Alors, il est pertinent de se poser d’abord les questions basiques : C’est quoi un arbre ? Comment vit un arbre ? Quel est son rôle dans l’écosystème ?

La réponse la plus importante à apporter c'est que l’arbre est par excellence une espèce qui vit ‘en réseau’ [3].

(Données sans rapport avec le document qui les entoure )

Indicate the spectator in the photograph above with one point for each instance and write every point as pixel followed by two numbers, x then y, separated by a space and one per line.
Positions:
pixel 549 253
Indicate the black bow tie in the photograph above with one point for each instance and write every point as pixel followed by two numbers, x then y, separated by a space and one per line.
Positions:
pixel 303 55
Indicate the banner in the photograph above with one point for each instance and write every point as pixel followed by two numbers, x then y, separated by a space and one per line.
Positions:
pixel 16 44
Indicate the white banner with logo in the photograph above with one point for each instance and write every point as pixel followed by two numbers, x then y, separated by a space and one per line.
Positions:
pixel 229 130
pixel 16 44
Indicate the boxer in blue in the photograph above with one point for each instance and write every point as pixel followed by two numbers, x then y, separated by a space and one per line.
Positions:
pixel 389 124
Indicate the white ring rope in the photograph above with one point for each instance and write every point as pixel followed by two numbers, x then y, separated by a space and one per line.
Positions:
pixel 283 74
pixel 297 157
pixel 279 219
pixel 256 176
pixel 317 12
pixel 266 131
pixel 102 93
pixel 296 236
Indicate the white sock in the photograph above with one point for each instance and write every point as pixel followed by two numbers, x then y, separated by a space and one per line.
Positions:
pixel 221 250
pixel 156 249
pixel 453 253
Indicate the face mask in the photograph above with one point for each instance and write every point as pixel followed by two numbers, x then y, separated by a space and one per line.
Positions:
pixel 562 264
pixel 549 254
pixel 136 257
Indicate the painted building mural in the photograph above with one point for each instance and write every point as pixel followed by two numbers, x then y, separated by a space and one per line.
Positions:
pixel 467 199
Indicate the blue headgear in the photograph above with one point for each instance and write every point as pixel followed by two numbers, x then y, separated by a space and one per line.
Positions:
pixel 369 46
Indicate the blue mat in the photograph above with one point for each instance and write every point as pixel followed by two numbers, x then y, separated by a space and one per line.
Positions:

L’arbre ‘est’ lui-même réseau :

  • Il est un ensemble de racines, d’écorce, de bois, de branches, de bourgeons et/ou de feuilles ; chaque partie joue un rôle pour l’ensemble et est servie par l’ensemble - mais les branches sont aussi relativement autonome et 'peuvent décider' de débourrer ou de laisser tomber les feuilles à des moments qui diffèrent des autres branches

  • L’arbre a un ensemble d’organes ; stomates foliaires, poils racinaires, xylème

  • Il est fait d’osmose, de pression radiculaire, de capillarité, d’aspiration foliaire, de transpiration, de diffusion afin de permettre à la sève de monter et de descendre et de servir ainsi l’ensemble des éléments qui constituent l’arbre d’eau, de sucres et de carbone ou encore d’agents chimiques répulsifs

L’arbre ‘vit’ également dans un réseau :

  • L’arbre fait partie d’un écosystème qui permet à des milliers d’autres espèces (végétales et animales ou encore fongiques, bactériennes, ou virales) de vivre

Ainsi, il y a des animaux qui font leur nid dans les branches de l’arbre (troglodyte mignon, mésange, pie, etc.), d’autres qui creusent un trou dans le tronc (pic) ou qui utilisent les trous des autres (écureuil, pigeon, chauve-souris). Il y en a d’autres, petits, qui utilisent les fissures dans l’écorce pour s’abriter (araignées). Il y a des animaux qui trouvent des fruits (glands, faines, pommes, …) dans et sous l’arbre, des insectes dans son écorce ou dans l’humus à ses pieds, des lichens à brouter sur son écorce ou encore de la sève à sucer en dessous. L’arbre représente ainsi la ‘maison’ et la ‘cantine’ de ces animaux.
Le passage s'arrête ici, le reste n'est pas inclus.